If your child has additional needs, your child might also need extra help with friendships. You could try making friends with other parents and getting together after school at a playground. Give the other parents and children some ideas on how to include your child. For example, ‘Bill loves watching people play soccer. He can throw the ball in and be the scorer’.
If your child finds it hard to make friends at school, you could look for extracurricular activities that give your child opportunities to meet children with similar interests. There are many things your child could try – sports, dance, art classes, Scouts and so on.
Friendship troubles: what to do
If you can tell your child isn’t happy about going to school, isn’t eating lunch or seems to be socially anxious, this could be because your child is having trouble making and keeping friends.

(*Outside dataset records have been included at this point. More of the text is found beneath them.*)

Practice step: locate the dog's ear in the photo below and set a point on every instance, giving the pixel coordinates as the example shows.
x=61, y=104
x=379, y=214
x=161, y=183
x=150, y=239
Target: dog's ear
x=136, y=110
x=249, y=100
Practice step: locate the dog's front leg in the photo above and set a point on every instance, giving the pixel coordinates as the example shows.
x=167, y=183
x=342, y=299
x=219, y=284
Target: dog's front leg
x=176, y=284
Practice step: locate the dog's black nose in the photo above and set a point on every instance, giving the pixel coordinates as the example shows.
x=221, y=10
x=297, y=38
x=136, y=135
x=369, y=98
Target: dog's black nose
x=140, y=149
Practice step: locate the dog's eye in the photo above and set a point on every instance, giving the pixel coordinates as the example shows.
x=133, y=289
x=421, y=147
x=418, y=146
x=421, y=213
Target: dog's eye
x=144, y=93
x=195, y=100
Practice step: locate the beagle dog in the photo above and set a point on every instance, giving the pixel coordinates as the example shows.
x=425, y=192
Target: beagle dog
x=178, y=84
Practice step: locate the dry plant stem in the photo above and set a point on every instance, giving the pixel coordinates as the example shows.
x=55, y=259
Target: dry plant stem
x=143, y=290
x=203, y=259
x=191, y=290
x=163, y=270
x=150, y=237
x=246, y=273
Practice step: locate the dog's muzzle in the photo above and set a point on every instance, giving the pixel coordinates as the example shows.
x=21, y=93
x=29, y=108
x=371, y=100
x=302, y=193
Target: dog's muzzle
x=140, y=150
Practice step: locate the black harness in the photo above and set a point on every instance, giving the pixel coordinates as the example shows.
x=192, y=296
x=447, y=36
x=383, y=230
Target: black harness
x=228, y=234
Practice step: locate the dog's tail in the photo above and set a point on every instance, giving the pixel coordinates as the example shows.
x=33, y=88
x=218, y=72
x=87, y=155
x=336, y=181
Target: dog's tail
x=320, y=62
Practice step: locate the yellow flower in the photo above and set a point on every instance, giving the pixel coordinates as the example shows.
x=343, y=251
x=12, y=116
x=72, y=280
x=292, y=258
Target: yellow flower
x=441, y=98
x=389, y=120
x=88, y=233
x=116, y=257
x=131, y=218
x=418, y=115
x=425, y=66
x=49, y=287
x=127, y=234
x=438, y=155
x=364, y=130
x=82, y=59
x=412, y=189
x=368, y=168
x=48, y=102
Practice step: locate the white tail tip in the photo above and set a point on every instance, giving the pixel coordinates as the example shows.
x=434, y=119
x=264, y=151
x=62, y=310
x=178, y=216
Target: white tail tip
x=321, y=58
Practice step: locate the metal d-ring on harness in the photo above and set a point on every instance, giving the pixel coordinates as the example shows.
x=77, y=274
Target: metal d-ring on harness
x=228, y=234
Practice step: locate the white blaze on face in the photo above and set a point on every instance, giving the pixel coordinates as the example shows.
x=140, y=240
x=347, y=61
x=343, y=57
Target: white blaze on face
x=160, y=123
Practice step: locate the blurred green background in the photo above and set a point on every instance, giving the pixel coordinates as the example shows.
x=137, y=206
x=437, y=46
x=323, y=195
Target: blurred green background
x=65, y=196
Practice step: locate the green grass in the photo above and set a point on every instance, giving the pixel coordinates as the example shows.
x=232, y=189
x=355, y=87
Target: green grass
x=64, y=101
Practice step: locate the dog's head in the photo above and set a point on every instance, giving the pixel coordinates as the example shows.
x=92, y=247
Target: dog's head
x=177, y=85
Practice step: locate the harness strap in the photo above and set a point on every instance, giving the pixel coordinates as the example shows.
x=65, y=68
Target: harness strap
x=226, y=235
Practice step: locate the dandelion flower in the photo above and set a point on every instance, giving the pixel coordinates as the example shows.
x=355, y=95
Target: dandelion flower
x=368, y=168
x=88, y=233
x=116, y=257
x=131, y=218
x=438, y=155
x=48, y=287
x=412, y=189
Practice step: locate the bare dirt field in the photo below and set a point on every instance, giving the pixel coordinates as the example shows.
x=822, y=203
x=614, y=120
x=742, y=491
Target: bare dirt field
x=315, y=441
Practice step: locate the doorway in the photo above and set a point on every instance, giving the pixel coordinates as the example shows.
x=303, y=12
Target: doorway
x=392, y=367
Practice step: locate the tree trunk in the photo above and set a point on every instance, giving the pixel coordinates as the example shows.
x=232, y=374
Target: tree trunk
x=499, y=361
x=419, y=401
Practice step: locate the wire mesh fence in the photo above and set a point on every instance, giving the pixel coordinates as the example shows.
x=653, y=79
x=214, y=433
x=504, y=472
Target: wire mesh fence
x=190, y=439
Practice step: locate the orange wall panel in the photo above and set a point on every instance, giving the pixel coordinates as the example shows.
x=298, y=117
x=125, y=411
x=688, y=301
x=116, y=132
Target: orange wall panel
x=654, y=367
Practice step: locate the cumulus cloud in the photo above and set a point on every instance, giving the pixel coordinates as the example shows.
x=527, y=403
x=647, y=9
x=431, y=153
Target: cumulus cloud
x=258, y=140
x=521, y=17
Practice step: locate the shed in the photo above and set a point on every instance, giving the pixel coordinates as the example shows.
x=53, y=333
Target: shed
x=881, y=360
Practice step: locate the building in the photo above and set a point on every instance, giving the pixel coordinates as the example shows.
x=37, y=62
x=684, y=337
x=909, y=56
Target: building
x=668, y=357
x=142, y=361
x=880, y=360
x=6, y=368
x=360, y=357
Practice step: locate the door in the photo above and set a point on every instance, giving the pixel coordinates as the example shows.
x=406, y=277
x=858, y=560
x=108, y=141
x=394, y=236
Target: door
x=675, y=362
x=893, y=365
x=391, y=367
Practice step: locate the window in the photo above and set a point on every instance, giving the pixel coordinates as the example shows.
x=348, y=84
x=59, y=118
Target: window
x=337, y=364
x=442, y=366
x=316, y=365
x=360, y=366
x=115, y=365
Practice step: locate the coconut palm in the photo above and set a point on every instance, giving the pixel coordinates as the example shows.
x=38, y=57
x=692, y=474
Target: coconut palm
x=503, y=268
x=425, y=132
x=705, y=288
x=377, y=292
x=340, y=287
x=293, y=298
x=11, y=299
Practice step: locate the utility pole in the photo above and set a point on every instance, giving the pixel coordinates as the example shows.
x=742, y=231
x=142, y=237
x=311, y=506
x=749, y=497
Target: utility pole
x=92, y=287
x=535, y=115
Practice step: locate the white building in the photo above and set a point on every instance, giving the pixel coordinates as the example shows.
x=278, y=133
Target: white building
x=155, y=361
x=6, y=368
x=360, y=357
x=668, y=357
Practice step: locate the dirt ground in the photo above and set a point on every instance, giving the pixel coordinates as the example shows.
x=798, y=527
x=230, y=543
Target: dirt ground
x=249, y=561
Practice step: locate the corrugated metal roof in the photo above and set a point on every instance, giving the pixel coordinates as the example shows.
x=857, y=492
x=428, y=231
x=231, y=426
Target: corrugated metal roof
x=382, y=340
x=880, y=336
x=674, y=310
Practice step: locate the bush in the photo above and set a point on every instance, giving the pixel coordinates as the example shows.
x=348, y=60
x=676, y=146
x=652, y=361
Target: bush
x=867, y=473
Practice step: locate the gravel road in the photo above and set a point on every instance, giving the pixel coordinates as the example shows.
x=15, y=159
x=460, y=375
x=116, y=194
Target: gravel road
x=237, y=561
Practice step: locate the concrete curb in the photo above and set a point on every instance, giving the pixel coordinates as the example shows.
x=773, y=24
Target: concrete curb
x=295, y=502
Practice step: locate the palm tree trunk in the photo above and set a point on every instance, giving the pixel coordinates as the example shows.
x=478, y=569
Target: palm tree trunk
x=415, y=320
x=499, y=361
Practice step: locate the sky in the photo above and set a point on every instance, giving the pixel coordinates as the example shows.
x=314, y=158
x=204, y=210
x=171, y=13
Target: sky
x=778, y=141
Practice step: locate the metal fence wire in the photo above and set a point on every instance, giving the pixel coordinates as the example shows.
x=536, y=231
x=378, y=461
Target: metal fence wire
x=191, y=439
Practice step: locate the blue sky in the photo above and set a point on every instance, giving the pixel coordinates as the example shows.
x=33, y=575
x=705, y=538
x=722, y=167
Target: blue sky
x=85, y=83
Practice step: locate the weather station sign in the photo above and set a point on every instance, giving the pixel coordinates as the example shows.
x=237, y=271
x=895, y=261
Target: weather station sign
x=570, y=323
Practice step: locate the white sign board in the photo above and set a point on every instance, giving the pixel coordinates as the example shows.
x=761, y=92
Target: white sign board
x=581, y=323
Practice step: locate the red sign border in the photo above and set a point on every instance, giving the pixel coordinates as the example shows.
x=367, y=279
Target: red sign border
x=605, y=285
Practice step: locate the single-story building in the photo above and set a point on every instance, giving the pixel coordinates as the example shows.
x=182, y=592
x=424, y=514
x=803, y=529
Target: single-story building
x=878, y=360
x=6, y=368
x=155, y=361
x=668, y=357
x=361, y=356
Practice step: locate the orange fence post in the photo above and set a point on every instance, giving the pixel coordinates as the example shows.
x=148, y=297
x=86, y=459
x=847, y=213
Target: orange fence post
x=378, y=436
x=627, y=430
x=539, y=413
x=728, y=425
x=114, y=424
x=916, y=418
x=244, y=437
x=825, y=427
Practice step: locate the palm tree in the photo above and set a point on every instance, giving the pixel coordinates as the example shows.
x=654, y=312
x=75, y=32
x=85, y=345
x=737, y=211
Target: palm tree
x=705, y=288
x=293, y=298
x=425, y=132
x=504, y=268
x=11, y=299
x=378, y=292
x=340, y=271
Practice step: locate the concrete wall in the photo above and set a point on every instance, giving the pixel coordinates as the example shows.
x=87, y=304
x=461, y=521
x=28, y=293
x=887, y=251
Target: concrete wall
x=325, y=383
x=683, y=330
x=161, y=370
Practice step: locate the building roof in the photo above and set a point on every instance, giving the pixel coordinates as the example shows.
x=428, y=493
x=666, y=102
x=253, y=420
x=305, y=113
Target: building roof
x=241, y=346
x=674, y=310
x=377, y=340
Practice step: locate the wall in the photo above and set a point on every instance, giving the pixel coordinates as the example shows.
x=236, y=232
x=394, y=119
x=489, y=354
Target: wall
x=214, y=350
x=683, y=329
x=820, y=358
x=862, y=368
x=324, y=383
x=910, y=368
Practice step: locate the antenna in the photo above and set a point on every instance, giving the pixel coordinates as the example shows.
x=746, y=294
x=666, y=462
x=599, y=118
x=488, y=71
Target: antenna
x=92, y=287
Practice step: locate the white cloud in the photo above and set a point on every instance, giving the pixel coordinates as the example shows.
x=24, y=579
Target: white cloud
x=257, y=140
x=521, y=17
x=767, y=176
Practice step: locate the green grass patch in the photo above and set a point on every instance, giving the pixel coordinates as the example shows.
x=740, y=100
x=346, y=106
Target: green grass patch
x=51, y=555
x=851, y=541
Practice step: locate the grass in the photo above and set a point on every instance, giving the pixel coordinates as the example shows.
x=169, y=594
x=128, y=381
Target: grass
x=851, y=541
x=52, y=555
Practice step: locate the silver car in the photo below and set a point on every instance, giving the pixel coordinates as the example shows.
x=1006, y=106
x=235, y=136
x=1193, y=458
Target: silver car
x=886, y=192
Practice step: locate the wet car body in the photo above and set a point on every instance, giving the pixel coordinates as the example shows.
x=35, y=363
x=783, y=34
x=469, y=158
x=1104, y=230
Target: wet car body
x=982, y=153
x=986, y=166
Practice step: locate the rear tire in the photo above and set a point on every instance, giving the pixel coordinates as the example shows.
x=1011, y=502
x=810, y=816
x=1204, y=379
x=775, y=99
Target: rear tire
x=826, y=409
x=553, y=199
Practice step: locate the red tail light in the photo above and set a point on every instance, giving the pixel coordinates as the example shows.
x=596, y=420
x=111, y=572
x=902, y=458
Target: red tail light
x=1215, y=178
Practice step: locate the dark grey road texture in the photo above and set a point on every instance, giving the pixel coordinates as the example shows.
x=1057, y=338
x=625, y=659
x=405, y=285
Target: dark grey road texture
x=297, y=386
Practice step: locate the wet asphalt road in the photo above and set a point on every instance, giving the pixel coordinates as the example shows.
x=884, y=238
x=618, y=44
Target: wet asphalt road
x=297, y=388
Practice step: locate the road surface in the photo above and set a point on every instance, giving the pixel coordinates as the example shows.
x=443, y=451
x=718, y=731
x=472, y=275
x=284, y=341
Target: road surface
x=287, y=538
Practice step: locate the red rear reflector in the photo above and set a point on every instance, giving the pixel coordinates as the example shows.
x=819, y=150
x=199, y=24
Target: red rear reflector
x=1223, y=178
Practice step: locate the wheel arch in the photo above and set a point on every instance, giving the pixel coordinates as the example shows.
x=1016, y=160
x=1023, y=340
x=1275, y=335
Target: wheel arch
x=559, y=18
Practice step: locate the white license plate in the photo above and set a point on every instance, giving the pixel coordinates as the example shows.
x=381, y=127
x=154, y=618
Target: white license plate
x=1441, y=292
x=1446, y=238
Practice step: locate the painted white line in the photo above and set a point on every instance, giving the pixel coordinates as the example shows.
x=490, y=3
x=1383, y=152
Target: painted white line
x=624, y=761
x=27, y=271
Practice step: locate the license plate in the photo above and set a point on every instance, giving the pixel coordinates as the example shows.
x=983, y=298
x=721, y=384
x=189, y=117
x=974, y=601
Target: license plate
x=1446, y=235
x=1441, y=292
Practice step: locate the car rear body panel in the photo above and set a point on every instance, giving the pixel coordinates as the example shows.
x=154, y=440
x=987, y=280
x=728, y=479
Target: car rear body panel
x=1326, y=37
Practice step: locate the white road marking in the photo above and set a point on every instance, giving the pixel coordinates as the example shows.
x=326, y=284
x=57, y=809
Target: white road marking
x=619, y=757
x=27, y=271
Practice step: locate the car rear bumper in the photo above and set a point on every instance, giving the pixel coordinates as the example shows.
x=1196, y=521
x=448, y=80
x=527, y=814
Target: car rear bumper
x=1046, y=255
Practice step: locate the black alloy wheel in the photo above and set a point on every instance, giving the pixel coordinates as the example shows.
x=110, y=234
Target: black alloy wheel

Talking with your child gives you a chance to hear about what’s going on. Some children will be happy to tell you, but others might find it hard. You can encourage your child by telling them about a friendship trouble you had as a child or by reading a story about friendship troubles. If your child isn’t ready to talk, let your child know they can always come to you.
It can also be good to ask your child’s teacher whether they’ve noticed anything different in class or in the playground.
If you suspect your child is being bullied or your child is bullying others, you need to step in and help your child.
If you’re concerned about your child’s friendships – for example, your child and your child’s friends are doing things that are unsafe – talking with your child is the best first step. For example, ‘Is it a good idea to jump from the top of the slide? You might get hurt’. This can help your child learn to make their own decisions, rather than just following friends.
Having friends who don’t go to the same school – for example, children from art class, neighbours or family friends – can boost your child’s confidence, especially if they’re having friendship troubles at school.
Some children might prefer their own company. They might not need a big group of friends or want to play with others at lunch time. If your child seems happy with their social life, you might not need to worry about trying to find friends for them.